My husband didn’t respond, and continued eating, keeping his reptilian eyes cast down at his plate.

I looked at his expressionless profile and remembered that I hadn’t seen his face from the front in a long time.

I took a long swig of my beer.

“Maybe I’ll go into business, open a fritter joint,” my husband said quietly, licking the oil off his fingers.

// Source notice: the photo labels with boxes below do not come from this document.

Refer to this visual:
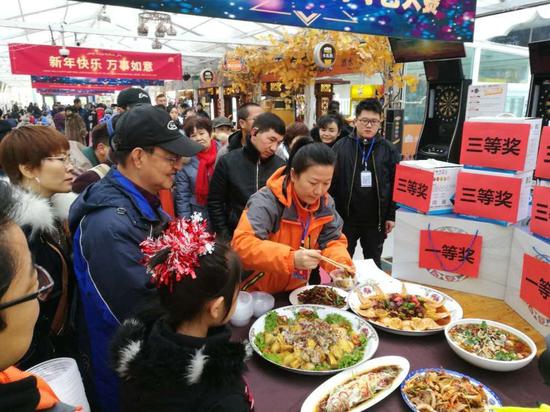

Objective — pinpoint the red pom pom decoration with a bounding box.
[139,213,215,290]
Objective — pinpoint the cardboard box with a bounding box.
[393,159,462,214]
[529,186,550,240]
[504,226,550,336]
[460,117,542,172]
[454,169,533,225]
[392,209,513,299]
[535,126,550,179]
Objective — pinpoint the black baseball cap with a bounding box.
[116,87,151,107]
[111,103,204,157]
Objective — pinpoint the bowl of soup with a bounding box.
[445,319,537,372]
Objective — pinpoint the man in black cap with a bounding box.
[116,87,151,113]
[69,104,203,411]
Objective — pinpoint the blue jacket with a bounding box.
[69,168,169,412]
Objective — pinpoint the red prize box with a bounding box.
[454,170,532,223]
[418,229,482,278]
[535,127,550,179]
[393,159,462,214]
[460,122,530,170]
[529,186,550,238]
[519,254,550,317]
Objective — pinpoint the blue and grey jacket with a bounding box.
[69,168,169,411]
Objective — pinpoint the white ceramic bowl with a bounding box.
[230,292,254,327]
[251,292,275,318]
[445,319,537,372]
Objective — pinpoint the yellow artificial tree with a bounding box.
[224,29,417,102]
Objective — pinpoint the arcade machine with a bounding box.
[416,59,472,163]
[526,41,550,126]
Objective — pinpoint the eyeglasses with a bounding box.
[0,265,55,310]
[151,153,183,166]
[357,118,381,126]
[44,154,72,166]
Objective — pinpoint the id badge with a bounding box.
[361,170,372,187]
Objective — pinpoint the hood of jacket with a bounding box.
[111,318,252,389]
[13,185,78,239]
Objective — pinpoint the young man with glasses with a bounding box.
[330,99,401,267]
[69,104,203,412]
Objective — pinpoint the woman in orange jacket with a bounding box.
[232,137,353,293]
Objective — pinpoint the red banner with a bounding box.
[418,230,482,278]
[454,172,522,223]
[460,122,531,170]
[393,165,434,213]
[9,44,183,80]
[535,126,550,179]
[529,186,550,238]
[31,82,128,93]
[519,254,550,317]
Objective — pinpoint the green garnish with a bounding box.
[264,311,278,332]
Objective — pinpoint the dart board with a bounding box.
[537,81,550,121]
[435,85,460,122]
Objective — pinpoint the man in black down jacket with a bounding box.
[208,113,285,239]
[330,99,401,267]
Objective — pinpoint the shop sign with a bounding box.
[82,0,476,42]
[460,122,532,170]
[519,254,550,317]
[418,229,482,278]
[9,43,183,80]
[313,42,336,69]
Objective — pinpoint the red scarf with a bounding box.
[195,143,218,206]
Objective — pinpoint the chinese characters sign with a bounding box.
[418,230,482,278]
[529,186,550,238]
[460,122,530,170]
[393,165,433,213]
[535,127,550,179]
[454,172,522,223]
[519,254,550,317]
[9,44,183,80]
[78,0,476,41]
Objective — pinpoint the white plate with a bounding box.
[300,356,410,412]
[445,319,537,372]
[288,285,349,310]
[248,305,379,375]
[401,368,502,412]
[348,282,463,336]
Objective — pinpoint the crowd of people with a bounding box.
[0,88,400,412]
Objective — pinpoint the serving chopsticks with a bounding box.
[300,247,355,273]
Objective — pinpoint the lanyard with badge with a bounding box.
[292,215,311,280]
[357,138,374,187]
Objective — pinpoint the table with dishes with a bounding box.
[233,260,550,412]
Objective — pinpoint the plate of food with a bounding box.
[288,285,349,310]
[401,369,502,412]
[300,356,410,412]
[348,282,463,336]
[249,305,379,375]
[445,319,537,372]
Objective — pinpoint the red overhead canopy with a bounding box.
[9,43,183,80]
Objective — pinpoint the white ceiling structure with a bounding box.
[0,0,550,87]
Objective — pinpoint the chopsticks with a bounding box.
[300,247,355,273]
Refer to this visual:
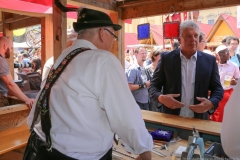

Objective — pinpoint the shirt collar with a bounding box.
[71,39,98,49]
[180,50,197,60]
[219,60,231,66]
[135,61,143,69]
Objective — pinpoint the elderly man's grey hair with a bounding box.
[77,28,99,39]
[180,20,200,37]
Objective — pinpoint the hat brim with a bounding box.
[73,22,122,32]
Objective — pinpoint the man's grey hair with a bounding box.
[199,31,205,42]
[77,28,99,39]
[180,20,200,37]
[226,36,239,45]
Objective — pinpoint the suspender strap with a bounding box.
[30,48,90,151]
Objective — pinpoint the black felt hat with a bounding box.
[73,8,122,32]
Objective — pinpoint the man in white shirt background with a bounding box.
[226,36,240,67]
[25,5,153,160]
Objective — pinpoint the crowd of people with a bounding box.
[125,21,240,122]
[14,48,41,75]
[0,5,240,160]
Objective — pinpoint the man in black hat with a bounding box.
[24,8,153,160]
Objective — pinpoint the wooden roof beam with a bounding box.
[118,0,240,19]
[67,0,116,13]
[9,17,41,30]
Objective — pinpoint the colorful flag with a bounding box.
[165,15,170,22]
[124,19,132,24]
[237,6,240,28]
[183,12,188,21]
[172,13,181,22]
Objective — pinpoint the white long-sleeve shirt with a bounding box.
[221,77,240,160]
[180,52,197,118]
[28,40,153,160]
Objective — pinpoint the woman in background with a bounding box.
[32,58,41,75]
[146,49,164,112]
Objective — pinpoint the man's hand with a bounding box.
[189,97,214,113]
[135,151,152,160]
[25,98,35,109]
[145,81,150,87]
[158,94,184,109]
[230,78,237,86]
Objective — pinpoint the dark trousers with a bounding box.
[136,101,149,110]
[23,132,112,160]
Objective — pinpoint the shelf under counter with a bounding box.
[142,110,222,142]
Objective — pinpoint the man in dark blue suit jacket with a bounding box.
[149,21,223,119]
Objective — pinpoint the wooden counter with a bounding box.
[142,110,222,142]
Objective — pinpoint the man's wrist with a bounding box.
[207,100,215,115]
[139,83,147,89]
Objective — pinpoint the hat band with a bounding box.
[81,20,113,24]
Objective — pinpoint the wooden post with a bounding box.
[110,12,121,60]
[52,0,67,61]
[41,15,53,69]
[2,12,14,78]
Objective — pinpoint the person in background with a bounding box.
[17,53,23,63]
[42,31,77,81]
[173,41,180,50]
[0,37,34,108]
[124,49,131,71]
[146,48,164,78]
[34,48,42,59]
[197,32,207,52]
[212,45,239,122]
[146,49,163,112]
[126,47,150,110]
[227,36,240,68]
[143,50,152,67]
[221,79,240,160]
[32,57,41,75]
[149,21,223,119]
[24,8,153,160]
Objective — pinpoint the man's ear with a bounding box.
[3,43,7,50]
[178,38,181,44]
[98,28,105,42]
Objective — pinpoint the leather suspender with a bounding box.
[30,48,90,151]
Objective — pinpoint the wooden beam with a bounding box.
[52,0,67,61]
[110,12,119,58]
[118,0,240,19]
[5,14,31,23]
[41,15,53,69]
[68,0,116,12]
[0,8,48,17]
[9,17,41,30]
[2,12,14,77]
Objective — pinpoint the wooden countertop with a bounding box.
[0,123,30,154]
[142,110,222,136]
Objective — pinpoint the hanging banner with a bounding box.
[124,19,132,24]
[165,15,170,22]
[237,6,240,28]
[183,12,188,21]
[172,13,181,22]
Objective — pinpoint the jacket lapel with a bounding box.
[173,49,182,94]
[194,51,204,97]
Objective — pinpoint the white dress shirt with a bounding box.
[221,79,240,160]
[28,40,153,160]
[218,60,239,90]
[180,51,197,118]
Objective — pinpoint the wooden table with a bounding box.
[0,123,30,154]
[113,140,209,160]
[113,110,222,160]
[142,110,222,143]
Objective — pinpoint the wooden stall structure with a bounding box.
[0,0,240,160]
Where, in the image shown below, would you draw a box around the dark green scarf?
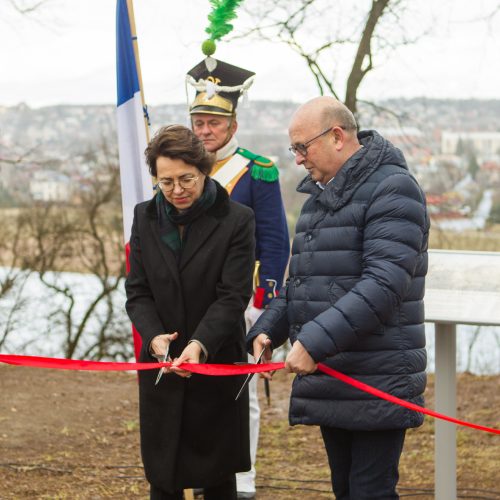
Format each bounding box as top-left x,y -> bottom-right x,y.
156,177 -> 217,262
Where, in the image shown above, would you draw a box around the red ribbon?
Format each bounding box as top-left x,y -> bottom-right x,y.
0,354 -> 500,434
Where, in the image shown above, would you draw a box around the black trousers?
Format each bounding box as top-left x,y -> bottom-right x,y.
321,427 -> 406,500
150,474 -> 236,500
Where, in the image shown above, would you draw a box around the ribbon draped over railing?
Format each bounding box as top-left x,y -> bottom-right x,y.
0,354 -> 500,434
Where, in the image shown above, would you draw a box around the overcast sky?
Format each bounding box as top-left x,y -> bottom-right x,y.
0,0 -> 500,107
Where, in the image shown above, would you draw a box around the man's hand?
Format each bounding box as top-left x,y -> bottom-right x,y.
253,333 -> 274,380
170,342 -> 201,378
285,340 -> 318,375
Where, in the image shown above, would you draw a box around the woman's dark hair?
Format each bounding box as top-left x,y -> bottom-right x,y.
144,125 -> 215,177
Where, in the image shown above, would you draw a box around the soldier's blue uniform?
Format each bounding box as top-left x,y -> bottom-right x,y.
214,147 -> 290,309
187,53 -> 290,498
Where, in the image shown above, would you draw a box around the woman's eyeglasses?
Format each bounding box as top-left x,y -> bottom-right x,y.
156,176 -> 199,193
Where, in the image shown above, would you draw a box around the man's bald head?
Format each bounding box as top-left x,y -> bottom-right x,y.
290,96 -> 358,135
288,96 -> 361,184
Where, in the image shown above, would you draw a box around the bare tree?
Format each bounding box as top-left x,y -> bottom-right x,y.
31,154 -> 131,359
0,218 -> 32,349
237,0 -> 420,114
0,144 -> 132,360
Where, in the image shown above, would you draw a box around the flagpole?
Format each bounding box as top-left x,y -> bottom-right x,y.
127,0 -> 149,143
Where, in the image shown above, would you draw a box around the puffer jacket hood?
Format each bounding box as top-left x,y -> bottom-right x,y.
247,131 -> 429,430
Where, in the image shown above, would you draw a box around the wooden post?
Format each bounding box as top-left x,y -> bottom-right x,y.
127,0 -> 149,143
434,323 -> 457,500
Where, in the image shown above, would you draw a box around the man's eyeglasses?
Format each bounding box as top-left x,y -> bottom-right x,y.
157,177 -> 199,193
288,127 -> 333,156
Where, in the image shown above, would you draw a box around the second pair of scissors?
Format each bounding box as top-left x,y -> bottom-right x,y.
154,342 -> 170,385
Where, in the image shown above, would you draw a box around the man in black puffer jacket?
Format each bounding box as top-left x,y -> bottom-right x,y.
247,97 -> 429,500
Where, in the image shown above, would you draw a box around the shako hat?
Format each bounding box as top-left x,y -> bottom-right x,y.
186,57 -> 255,116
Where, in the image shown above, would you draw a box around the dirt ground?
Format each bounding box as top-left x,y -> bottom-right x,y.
0,365 -> 500,500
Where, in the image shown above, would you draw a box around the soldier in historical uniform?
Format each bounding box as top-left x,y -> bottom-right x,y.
187,57 -> 290,498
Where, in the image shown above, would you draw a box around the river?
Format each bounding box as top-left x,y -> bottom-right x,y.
0,267 -> 500,374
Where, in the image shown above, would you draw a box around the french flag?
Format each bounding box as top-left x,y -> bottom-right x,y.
116,0 -> 153,359
116,0 -> 153,242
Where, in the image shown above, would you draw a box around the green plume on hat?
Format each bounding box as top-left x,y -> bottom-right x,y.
201,0 -> 242,56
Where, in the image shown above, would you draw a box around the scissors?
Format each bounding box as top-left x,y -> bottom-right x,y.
154,342 -> 170,385
234,346 -> 267,401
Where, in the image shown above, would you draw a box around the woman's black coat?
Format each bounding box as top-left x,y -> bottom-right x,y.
125,185 -> 255,491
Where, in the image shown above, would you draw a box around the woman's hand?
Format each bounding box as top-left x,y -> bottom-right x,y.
170,342 -> 201,378
149,332 -> 179,358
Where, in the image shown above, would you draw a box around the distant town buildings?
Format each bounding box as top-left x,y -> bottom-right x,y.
441,131 -> 500,158
29,170 -> 71,203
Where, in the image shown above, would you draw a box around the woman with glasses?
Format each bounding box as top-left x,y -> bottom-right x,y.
126,125 -> 255,500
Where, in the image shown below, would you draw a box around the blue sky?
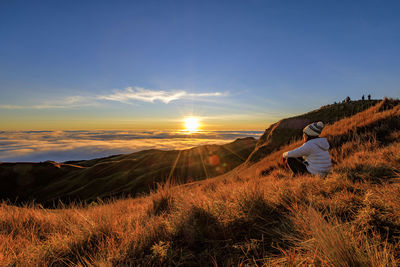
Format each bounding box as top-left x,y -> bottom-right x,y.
0,0 -> 400,130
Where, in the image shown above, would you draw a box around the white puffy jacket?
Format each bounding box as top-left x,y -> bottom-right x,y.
283,138 -> 332,175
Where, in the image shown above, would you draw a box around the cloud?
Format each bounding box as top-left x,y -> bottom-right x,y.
0,96 -> 98,109
0,87 -> 227,109
0,131 -> 262,162
97,87 -> 223,104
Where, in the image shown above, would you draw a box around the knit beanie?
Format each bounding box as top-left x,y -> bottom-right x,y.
303,121 -> 324,136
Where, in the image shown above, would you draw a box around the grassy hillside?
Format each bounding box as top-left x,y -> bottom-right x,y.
0,138 -> 256,206
247,100 -> 379,163
0,100 -> 400,266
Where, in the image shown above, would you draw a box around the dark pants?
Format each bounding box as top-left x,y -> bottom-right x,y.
286,158 -> 309,175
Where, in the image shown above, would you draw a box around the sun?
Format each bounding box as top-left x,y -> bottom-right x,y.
184,117 -> 200,132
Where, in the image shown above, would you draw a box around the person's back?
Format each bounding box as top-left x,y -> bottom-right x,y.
283,122 -> 332,175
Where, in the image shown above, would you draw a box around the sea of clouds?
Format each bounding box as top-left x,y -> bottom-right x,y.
0,131 -> 263,162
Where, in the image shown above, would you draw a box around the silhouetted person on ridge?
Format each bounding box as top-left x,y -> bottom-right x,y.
282,121 -> 332,176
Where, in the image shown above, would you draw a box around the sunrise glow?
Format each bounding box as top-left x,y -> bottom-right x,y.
184,117 -> 200,132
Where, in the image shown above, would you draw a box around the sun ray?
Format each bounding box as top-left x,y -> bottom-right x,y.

His voice sounded both like my husband’s and like that of a complete stranger, and though the last mouthful of beer suddenly tasted of nothing, I gulped it down without meaning to.

I went to see Hasebo in her and her husband’s new place, and got home late afternoon to find my husband, who seemed to have left work early again, standing pensively in front of a pan of oil, holding a pair of cooking chopsticks.

“Should we open a window?”

The heat of the frying had steamed up the apartment. My husband, who’d been gazing into the pan as if he were searching for his long-lost mother, finally reacted to the beep emitted by the AC remote and said, “San, welcome home.” It sounded hollow, as if half of him was still wandering through some dream.

The tray on the countertop held a lavish pile of battered and breaded ingredients. Not again. Just the sight of it seemed to bring last night’s fritters back up to my throat. Truthfully, my stomach had begged for mercy long ago. But what was the right thing to do when a sick person told you the only thing that gave him relief was deep-frying fritters?

It turned out that the fritters were just a replacement for the coin-tinkling game, and my husband was still unwell.

He once again installed me on the couch and handed me a highball. Helpless to refuse this strangely solicitous husband, I brought the glass to my lips and stared dimly at the variety show. There was still nothing interesting to me about it. But soon enough, between the sounds of deep-frying coming from the kitchen and the cacophonous cries on the TV, I felt a mist descend over my head. Stirring from the couch seemed like a huge effort.

“Tell me where you’ve been today,” my husband said, having moved me to the table and eagerly poured me a beer.

He sounded almost like a wife, I thought. “To Hasebo’s new place.”

Beside me, I thought I saw my husband nod. But maybe he didn’t nod—maybe he was just staring at me. I felt an uneasy rustling down the left side of my body as I picked up my chopsticks. I moistened my mouth with the pleasantly foamy beer and picked up a fritter as I was told. No rice, no miso soup—my husband was only interested in deep frying. “That’s bamboo shoot. And that one, that’s chum with yam bulbs,” he told me proudly. “I’ve made a light ponzu sauce for you tonight.” My husband said his digestion wasn’t so good lately, and he hardly touched the platter, making me eat most of it.